In TM1, data is transformed by aggregation, multiplication or division, concatenation or translation, and so on, all based on the “type” of the data (meaning the way it is stored), with SPSS, the storage of a field is one thing, but the use of the field (in data preparation and in modeling) is another. For example if you take (numeric) data fields such as “age” and “zip code”, I am sure that you will agree that age has “meaning” and a statistic like mean age makes sense while the field zip code is just a code to represent a geographical area so mean doesn’t make sense for this field.
So, considering the intended use of a field, one needs the concept of measurement level. In SPSS, the results absolutely depend on correctly setting a field’s measurement level.
Measurement Levels in Modeler
SPSS Modeler defines 5 varieties of measurement levels. They are:
- Flag,
- Nominal,
- Ordinal,
- Continuous and
- Typeless
Flag
This would describe a field with only 2 categories – for example male/female.
Nominal
A nominal field would be a field with more than 2 categories and the categories cannot be ranked. A simple example might be “region”.
Ordinal
An Ordinal field will contain more than 2 categories but the categories represent ordered information perhaps an “income category” (low, medium or high).
Continuous
This measurement level is used to describe simple numeric values (integer or real) such as “age” or a “years of employment”.
Typeless
Finally, for everything else, “Typeless” is just that – for fields that do not conform to any other types –like a customer ID or account number.
Instantiation
Along with the idea of setting measurement levels for all fields in a data file, comes the notion of Instantiation.

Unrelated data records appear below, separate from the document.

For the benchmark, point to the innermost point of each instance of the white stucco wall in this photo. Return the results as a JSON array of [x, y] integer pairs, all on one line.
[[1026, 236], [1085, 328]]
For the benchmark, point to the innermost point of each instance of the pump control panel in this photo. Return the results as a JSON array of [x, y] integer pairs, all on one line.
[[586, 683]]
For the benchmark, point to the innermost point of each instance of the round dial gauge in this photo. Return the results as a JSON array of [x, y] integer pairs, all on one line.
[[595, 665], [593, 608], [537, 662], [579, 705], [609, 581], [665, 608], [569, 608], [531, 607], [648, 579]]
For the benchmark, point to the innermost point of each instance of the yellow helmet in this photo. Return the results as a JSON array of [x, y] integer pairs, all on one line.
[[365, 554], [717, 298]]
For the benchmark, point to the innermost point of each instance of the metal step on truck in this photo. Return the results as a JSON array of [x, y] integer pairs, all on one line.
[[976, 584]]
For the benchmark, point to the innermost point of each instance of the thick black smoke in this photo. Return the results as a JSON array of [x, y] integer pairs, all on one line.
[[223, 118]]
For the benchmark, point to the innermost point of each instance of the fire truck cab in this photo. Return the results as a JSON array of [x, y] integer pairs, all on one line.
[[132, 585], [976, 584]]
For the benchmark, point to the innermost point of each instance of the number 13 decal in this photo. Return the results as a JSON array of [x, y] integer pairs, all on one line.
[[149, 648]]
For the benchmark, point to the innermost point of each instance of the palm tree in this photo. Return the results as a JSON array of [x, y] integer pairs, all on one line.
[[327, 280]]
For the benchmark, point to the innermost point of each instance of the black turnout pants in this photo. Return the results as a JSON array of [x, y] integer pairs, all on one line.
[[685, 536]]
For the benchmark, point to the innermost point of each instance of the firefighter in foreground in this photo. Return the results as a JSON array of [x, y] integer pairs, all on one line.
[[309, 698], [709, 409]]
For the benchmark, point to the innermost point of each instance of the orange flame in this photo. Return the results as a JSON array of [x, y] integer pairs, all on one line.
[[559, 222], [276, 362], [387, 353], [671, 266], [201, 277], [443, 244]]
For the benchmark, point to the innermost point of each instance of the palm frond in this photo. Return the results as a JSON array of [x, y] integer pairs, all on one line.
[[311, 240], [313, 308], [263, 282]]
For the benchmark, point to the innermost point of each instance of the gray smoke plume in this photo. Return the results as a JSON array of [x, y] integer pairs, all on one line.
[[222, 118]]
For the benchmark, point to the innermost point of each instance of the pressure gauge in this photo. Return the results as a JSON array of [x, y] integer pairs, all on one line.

In SPSS Modeler, the process of specifying information such as measurement level (and appropriate values) for a field is called instantiation.
Data consumed by SPSS Modeler qualifies all fields as 3 kinds:
- Un-instantiated
- Partially Instantiated
- Fully Instantiated
Fields with totally unknown measurement level are considered un-instantiated. Fields are referred to as partially instantiated if there is some information about how fields are stored (string or numeric or if the fields are Categorical or Continuous), but we do not have all the information. When all the details about a field are known, including the measurement level and values, it is considered fully instantiated (and Flag, Nominal Ordinal, or Continuous is displayed with the field by SPSS).
It’s a Setup
Just as TM1’s TurboIntegrator “guesses” what field (storage) type and use (contents to TM1 developers) based upon a specified fields value (of course you can override these guesses), SPSS data source nodes will initially assign a measurement level to each field in the data source file for you- based upon their storage value (again, these can be overridden). Integer, real and date fields will be assigned a measurement level of Continuous, while strings area assigned a measurement level of Categorical.
This is the easiest method for defining measurement levels – allowing Modeler to “autotype” by passing data through the source node and then manually reviewing and editing any incorrect measurement levels, resulting a fully Instantiated data file.